Sunday, October 27, 2013

The Hanging Diaper

During the summer months, Son #2 and I worked on potty training.  I introduced his big boy underwear to him and we admired them together.  He tried them on and practiced using the toilet.  By the end of the summer, he had grasped the concept but still missed on occasion.  Then, school began again.

All of a sudden, Son #2 began to fight using the potty.  He missed numerous times throughout the day.  My husband and I were thoroughly exasperated.  We wondered why our baby suddenly refused to use the toilet.  With heavy hearts, we reverted back to putting Son #2 in diapers. 

Son #2 was thrilled with the prospect of pottying in his diaper.  He cooed and smiled knowing full well that he had won a pretty significant battle.  No longer would he have to rush to the restroom when he felt the urge to pee.  All he had to do was let it all loose as he casually played with his toys. 

For two months, Son #2 pooped and peed in a diaper.  He toddled around the house satisfied that he could lazily evacuate his waste.  One day, Son #2 looked down at his diaper to examine the tabs.  He discovered that they attached and detached themselves from the main part of the diaper.  For a moment, he amused himself undoing and redoing the diaper.  Then with a sense of finality, Son #2 stripped off his diaper and tossed it onto the floor. 

Son #2 ran up and down the hallway to show off his nudity.  My husband and I analyzed the situation and concluded that he was beginning to reconsider his potty training protest.  However, he was not ready to resume potty training yet so we continued to place him in diapers. 

One day, Son #2 mischievously undid one side of his diaper.  I eyed him with exasperation but said nothing.  Son #2 waddled about the living room with the hanging diaper clinging desperately to his leg.  He paused at my recliner and gazed into my eyes.  I smiled warmly at him and he grunted.  Then, his face turned red as he grasped the chair tensely.  It was then that I realized he was pooping.

Just my luck.

Quickly, I reached down to reattach his diaper.  Sadly, I was too late.  With one hand, I held the bottom of the precarious diaper and its feculent cargo.  With the other hand, I carefully removed the soiled diaper from my little rascal.

Many poems have been written about a mother's hands.  Mothers' hands lift their children, wipe tears away, comfort when there is need, and soothe away childhood fears.  Too bad the poets haven't written about a mother's hands catching stinky parcels from little rears.

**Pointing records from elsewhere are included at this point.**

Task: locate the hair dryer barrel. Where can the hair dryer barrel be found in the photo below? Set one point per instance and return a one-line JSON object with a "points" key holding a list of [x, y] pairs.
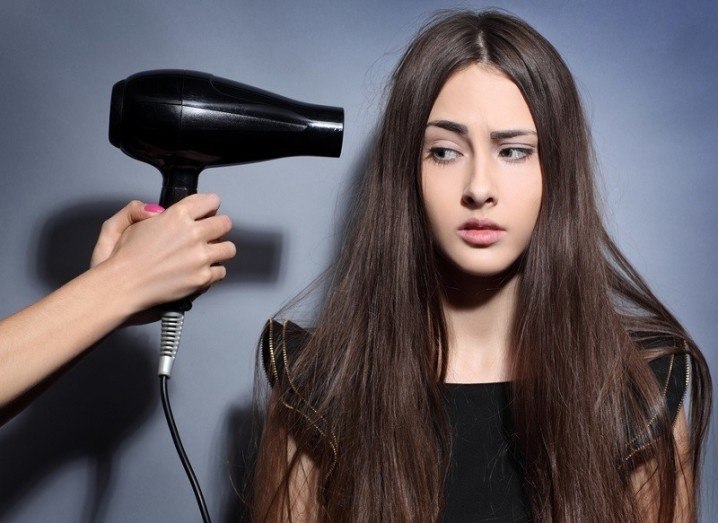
{"points": [[188, 120]]}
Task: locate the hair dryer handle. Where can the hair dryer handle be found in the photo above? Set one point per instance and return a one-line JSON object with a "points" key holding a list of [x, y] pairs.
{"points": [[178, 183]]}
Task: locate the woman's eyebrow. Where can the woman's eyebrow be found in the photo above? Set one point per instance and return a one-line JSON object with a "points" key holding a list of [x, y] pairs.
{"points": [[454, 127], [511, 133], [462, 130]]}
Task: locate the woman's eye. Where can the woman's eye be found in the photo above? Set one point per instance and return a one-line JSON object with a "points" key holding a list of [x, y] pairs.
{"points": [[442, 154], [515, 154]]}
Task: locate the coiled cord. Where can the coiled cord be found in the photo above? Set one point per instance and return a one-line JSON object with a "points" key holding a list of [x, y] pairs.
{"points": [[171, 334]]}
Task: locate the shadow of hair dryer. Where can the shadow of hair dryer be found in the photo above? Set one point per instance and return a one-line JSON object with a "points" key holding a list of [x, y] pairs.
{"points": [[183, 121]]}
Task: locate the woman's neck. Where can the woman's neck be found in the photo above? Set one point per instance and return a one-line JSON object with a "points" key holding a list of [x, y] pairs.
{"points": [[479, 314]]}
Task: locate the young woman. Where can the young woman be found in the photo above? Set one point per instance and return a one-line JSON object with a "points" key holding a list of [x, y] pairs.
{"points": [[484, 350]]}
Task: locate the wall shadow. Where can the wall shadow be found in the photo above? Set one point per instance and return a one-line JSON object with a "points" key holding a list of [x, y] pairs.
{"points": [[112, 390]]}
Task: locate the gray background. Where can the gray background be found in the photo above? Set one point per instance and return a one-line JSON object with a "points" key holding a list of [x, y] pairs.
{"points": [[95, 447]]}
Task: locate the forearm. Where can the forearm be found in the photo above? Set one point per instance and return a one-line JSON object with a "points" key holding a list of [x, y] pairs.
{"points": [[39, 340]]}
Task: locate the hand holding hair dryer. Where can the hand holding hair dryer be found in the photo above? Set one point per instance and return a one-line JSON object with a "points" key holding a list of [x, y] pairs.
{"points": [[183, 121]]}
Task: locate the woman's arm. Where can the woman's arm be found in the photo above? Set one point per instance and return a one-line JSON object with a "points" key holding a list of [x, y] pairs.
{"points": [[135, 266]]}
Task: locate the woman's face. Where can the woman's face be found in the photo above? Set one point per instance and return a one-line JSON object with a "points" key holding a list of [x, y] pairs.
{"points": [[481, 177]]}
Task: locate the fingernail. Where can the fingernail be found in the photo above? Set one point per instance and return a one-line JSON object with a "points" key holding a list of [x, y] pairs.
{"points": [[153, 207]]}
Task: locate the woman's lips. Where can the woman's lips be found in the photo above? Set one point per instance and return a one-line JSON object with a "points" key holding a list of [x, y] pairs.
{"points": [[480, 233]]}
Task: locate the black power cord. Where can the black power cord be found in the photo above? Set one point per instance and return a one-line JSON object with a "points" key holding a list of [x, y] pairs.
{"points": [[180, 450]]}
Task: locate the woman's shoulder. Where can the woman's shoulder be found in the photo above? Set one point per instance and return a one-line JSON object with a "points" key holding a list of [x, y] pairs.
{"points": [[672, 371], [280, 344]]}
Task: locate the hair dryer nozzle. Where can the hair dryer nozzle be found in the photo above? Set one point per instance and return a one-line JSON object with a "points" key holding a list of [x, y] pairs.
{"points": [[188, 119]]}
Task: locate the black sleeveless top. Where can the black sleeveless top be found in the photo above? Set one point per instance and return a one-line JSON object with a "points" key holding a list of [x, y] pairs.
{"points": [[486, 475], [485, 481]]}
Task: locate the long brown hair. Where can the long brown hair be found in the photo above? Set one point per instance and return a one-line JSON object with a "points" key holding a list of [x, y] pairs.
{"points": [[364, 401]]}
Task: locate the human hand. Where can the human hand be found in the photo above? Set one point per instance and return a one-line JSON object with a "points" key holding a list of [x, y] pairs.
{"points": [[159, 258], [113, 227]]}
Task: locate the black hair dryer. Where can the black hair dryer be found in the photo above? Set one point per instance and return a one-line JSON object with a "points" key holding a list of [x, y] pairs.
{"points": [[183, 121]]}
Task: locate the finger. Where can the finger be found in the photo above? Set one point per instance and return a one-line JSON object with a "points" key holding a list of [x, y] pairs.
{"points": [[198, 205], [133, 212], [214, 227], [220, 252], [218, 273]]}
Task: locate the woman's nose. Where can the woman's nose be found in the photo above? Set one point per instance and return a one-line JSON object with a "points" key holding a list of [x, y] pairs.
{"points": [[479, 190]]}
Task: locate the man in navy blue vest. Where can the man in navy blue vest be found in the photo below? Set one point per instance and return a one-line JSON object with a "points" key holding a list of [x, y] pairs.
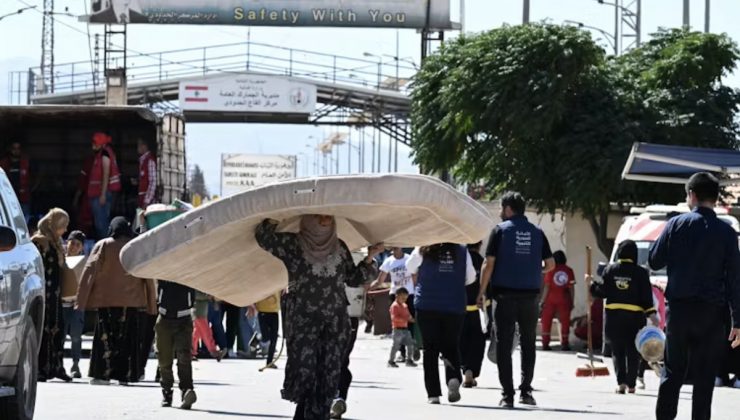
{"points": [[701, 253], [514, 266]]}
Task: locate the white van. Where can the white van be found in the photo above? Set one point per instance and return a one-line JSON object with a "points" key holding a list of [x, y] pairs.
{"points": [[645, 225]]}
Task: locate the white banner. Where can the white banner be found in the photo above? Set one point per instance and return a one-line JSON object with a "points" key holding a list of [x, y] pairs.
{"points": [[241, 172], [248, 94], [417, 14]]}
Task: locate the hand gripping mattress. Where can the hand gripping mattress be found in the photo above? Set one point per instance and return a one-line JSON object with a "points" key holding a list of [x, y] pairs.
{"points": [[213, 249]]}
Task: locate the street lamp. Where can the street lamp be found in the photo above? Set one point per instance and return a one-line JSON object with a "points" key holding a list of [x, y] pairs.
{"points": [[17, 12], [609, 37]]}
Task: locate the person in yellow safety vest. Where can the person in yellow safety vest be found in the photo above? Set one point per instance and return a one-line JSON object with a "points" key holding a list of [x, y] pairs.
{"points": [[629, 300]]}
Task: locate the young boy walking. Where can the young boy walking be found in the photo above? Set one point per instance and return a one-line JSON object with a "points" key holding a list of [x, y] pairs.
{"points": [[174, 330], [400, 318]]}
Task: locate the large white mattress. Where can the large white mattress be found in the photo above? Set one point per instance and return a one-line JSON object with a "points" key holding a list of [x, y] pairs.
{"points": [[213, 249]]}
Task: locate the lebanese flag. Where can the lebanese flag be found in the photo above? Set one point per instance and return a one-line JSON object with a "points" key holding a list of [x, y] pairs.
{"points": [[196, 93]]}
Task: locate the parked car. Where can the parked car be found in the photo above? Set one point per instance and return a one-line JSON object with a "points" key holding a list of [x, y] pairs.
{"points": [[21, 309]]}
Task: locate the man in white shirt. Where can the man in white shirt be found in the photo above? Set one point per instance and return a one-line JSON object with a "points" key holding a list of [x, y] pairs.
{"points": [[394, 267]]}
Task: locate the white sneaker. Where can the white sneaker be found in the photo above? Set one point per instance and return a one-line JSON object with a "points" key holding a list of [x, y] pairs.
{"points": [[453, 390], [99, 382]]}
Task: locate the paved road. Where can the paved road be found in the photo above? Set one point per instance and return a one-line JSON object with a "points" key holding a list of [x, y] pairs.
{"points": [[234, 389]]}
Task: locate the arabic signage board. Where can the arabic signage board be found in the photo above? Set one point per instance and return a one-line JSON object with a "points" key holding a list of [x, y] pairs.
{"points": [[413, 14], [248, 94], [241, 172]]}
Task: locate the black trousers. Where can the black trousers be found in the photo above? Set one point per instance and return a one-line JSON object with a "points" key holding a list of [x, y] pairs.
{"points": [[441, 334], [146, 339], [621, 330], [695, 336], [510, 311], [345, 378], [231, 313], [472, 343], [412, 310], [269, 324]]}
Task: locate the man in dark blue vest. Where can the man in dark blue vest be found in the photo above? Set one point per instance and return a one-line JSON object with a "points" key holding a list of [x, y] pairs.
{"points": [[514, 266], [701, 254]]}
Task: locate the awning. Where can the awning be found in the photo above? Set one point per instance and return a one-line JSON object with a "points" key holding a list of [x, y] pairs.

Saturday, October 19, 2013

You Must Be Really Old

Earlier this evening, the kids played with the toys in the playroom at Abuelita's (Grandma's) house.  Son #1 fiddled with the Nintendo while Son #2 scrambled over the Foosball table.  I dozed on the recliner as my mom (Abuelita) half watched Veggie Tales with the kids.  It was a relaxing end to a fun family day.

The sun drifted gently behind the houses as stars crept into the night sky.  My eyes grew heavy as I rocked in the chair.  Then, sleep enveloped me.  I must have fallen asleep for a while because I was awakened to my mom tickling my nose.  A horrible smell permeated the room.  I was informed that Son #2 needed a diaper change. 

Some of you may be thinking.  "Wait a second.  Wasn't he already potty trained?"  You are quite correct.  Son #2 does know how to use the potty.  He learned this summer.  He owns big boy underwear.  He just prefers to poop his pants.  We'll discuss this in another post soon.

I meandered to my husband's car and retrieved a diaper.  Then, I plodded up the stairs to the playroom to take care of the stink bomb that resided in Son #2's rear.  While I changed my younger son, I caught Son #1's eyes and said.  "Hey Buddy.  It's time to go home.  Your best friend is coming over to watch football tomorrow and you need your rest."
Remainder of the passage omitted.